Mobbing sadece mağdurun sorunu değil
Mobbing temel olarak mağdurun sorunu gibi yorumlanıyor. Mağdur neler yapabilirdi ya da yakın çevresi nasıl destek olabilirdi gibi unsurlar daha sıklıkla tartışılıyor. Sorun aslında bambaşka bir yerde. Yine Mobbing ile Mücadele Derneği’nin 2023 yılı raporuna göre mobbing olgusunun ortaya çıkmasının ilk üç nedeni saldırganın kişilik özelliği (%38.18), örgüt yapısı ve iklimi (%25.33) ve verimsiz çalışma ortamı (%6.86). Anlaşılacağı üzere mağdurun işten ayrılması ile sorun çözülmüyor. Saldırgan kişi ve örgüt yapısı değişmediği sürece o işyerinde mobbing kaçınılmaz bir hal alıyor.
Bir çalışan gider diğeri gelir bakış açısı da sadece çalışanlara değil bizzat işletmelere de zarar veriyor. Mobbing nedeniyle rapor alınan ve/veya hastalık nedeniyle işe gelinmeyen gün sayısı artıyor, üretim ve verim azalıyor, işletmenin kârı azalıyor, işletmenin itibarı zedelenebiliyor ve işletme yasal yaptırımlarla karşılaşabiliyor.

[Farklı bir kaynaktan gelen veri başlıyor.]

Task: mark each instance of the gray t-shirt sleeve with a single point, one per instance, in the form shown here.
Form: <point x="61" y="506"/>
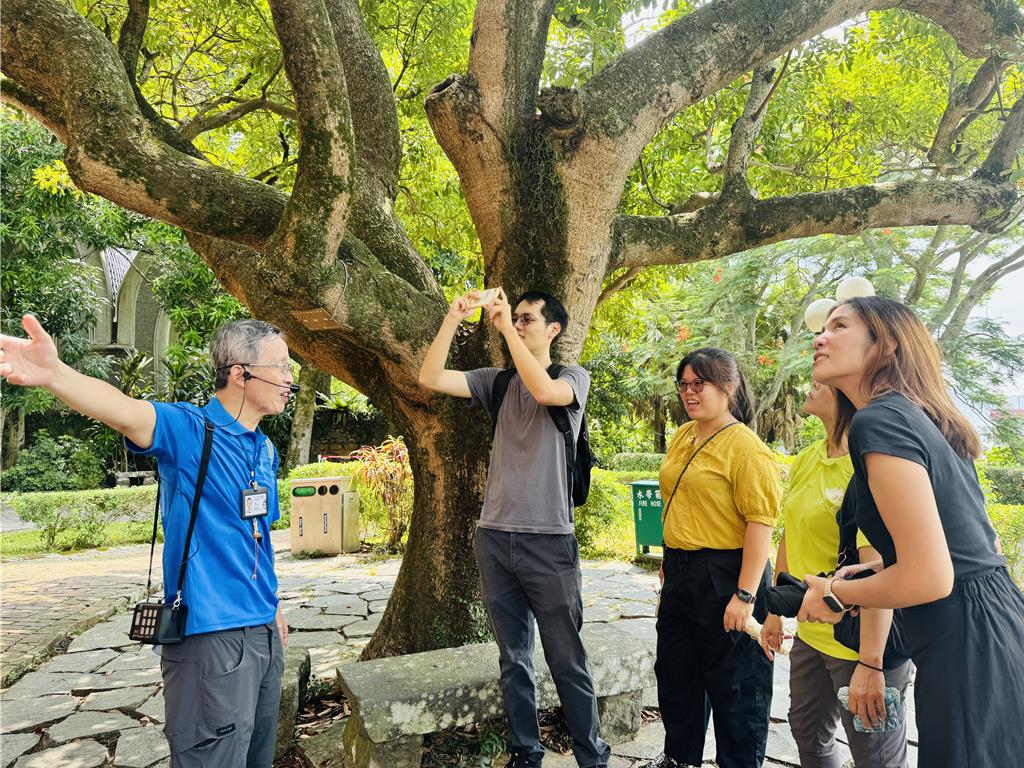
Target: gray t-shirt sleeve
<point x="481" y="382"/>
<point x="579" y="379"/>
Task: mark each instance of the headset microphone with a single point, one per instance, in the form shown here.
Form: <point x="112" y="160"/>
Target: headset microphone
<point x="293" y="388"/>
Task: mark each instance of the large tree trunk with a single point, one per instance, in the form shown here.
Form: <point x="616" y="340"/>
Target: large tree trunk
<point x="311" y="381"/>
<point x="436" y="599"/>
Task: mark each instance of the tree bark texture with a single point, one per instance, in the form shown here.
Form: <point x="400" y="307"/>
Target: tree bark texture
<point x="311" y="381"/>
<point x="543" y="175"/>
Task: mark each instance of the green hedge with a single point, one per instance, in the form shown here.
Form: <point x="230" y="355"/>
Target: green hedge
<point x="1008" y="519"/>
<point x="607" y="507"/>
<point x="636" y="462"/>
<point x="64" y="463"/>
<point x="1007" y="483"/>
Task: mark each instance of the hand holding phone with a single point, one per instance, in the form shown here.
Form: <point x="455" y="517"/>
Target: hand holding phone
<point x="481" y="298"/>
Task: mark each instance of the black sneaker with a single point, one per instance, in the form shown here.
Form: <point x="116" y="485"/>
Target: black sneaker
<point x="663" y="761"/>
<point x="523" y="760"/>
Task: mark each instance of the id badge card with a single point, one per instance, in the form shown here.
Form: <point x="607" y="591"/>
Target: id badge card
<point x="254" y="503"/>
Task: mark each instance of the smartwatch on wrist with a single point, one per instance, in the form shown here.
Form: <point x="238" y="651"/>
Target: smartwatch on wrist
<point x="745" y="596"/>
<point x="834" y="603"/>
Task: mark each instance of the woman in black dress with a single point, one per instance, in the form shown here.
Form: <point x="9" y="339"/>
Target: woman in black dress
<point x="919" y="502"/>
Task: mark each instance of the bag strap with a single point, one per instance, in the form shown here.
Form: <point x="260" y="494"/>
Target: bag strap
<point x="665" y="512"/>
<point x="560" y="416"/>
<point x="153" y="541"/>
<point x="200" y="481"/>
<point x="498" y="391"/>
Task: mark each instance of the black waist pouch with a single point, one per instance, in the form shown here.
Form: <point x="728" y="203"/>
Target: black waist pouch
<point x="162" y="623"/>
<point x="159" y="624"/>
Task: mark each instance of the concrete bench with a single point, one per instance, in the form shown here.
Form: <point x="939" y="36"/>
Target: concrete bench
<point x="140" y="477"/>
<point x="395" y="701"/>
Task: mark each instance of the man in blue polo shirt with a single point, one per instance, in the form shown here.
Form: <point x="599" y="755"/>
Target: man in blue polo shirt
<point x="222" y="684"/>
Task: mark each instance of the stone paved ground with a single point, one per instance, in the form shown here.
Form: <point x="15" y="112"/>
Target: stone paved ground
<point x="47" y="599"/>
<point x="99" y="704"/>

İşletmeleri saldırgan kişilerin eline bırakıp, çalışanları da birer makine gibi görmeyi bıraktığımızda mobbing sorunu çözülür. Gençler girdikleri işlerde kalıcı olabilir ve bütün çalışanlar görevlerini daha verimli bir şekilde yerine getirebilir. Yani terazinin bir kefesinde birkaç “saldırgan kişinin” çıkarı, diğer kefesinde ise iş gücüne katılan herkesin çıkarı ve genel olarak ekonominin kalkınması yer alıyor. Karar hepimizin.